Orto Botanico di Padova
Orto Botanico di Padova Cronologia Storica
Ultimo aggiornamento il 6 settembre 2026Origini
La Repubblica di Venezia autorizzò l'orto nel 1545 per lo studio dei semplici, le piante medicinali, perché gli studenti di medicina venivano istruiti sui libri e su esemplari essiccati, e scambiare una pianta per un'altra nella pratica poteva uccidere qualcuno. Nacque come strumento didattico, non come ornamento.
Punti di svolta
Nel 1552 fu eretto un muro circolare, per la ragione poco romantica che le piante rare e preziose venivano rubate.

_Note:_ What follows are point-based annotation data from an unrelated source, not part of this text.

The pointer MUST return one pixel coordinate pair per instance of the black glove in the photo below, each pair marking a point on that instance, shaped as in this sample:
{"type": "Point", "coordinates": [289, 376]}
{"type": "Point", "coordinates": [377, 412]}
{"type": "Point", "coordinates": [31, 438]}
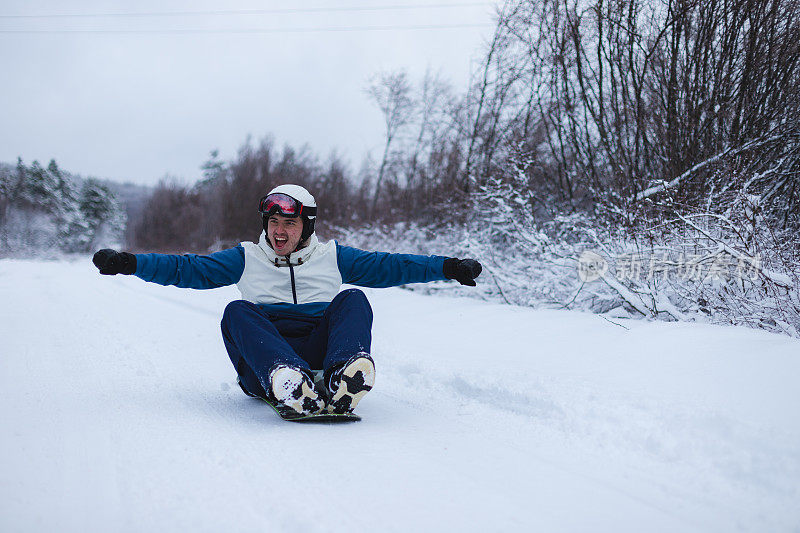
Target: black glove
{"type": "Point", "coordinates": [462, 270]}
{"type": "Point", "coordinates": [111, 262]}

Quel muro di cinta è oggi parte di ciò che rende leggibile l'impianto cinquecentesco originario.
Personaggi influenti
Goethe lo visitò nel 1786 e vide una palma piantata nel 1585, che citò più tardi ne La metamorfosi delle piante (1790) mentre elaborava l'idea che tutte le forme vegetali siano variazioni di un unico archetipo. La palma è ancora viva, sotto una propria serra, ed è tuttora nota come la palma di Goethe.
Evoluzione culturale
L'orto divenne un canale d'ingresso in Europa per piante provenienti da altrove -- lillà, girasole e patata figurano tra le prime introduzioni documentate qui -- il che ne fa un documento di scambio botanico oltre che una collezione.
Significato attuale
Appartiene tuttora all'Università di Padova ed è ancora impiegato per la didattica e la ricerca. Il Giardino della Biodiversità, complesso di serre inaugurato nel 2014, ha aggiunto cinque zone climatiche al coperto senza toccare il cerchio storico.